Meredith’s isolation recalls for all leaders in the Church the risk of loveless duty and routine behaviour; what can present as faithful service can be, in fact, a sign of contradiction if ministry lacks the empathy and solidarity which Catholic spirituality and communion demands. This need of sensitivity and sociality is not to be confused with sentimentality or a ‘cuddle-in-the-corner’ ecclesiology but it does underscore ministry as a relationship not a status.

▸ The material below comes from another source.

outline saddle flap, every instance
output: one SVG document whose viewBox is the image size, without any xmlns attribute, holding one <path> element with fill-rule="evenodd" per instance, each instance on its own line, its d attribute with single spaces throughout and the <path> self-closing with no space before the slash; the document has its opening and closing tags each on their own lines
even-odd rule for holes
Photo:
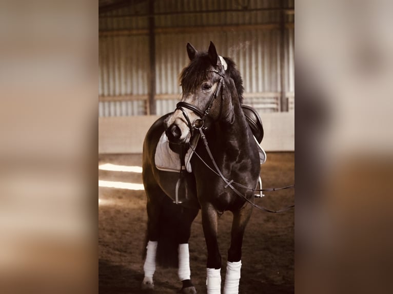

We are only too aware in our parishes and communities when lay and ordained ministers have become, as Pope Benedict puts it, ‘merely “proper”, but loveless’.

Both the work of conversion and the Church’s mystery are central to The Devil’s Advocate (West writes memorably of the latter, ‘It was the hardest community in the world to live in – yet all its members wanted to die in it’ p.31). Through its pages West brings his principle character through the inevitability of death into the genuine possibility of life and communion. For this paschal pilgrimage West’s book is well worth a read if you’re looking for something engaging and meaningful to read in the coming months.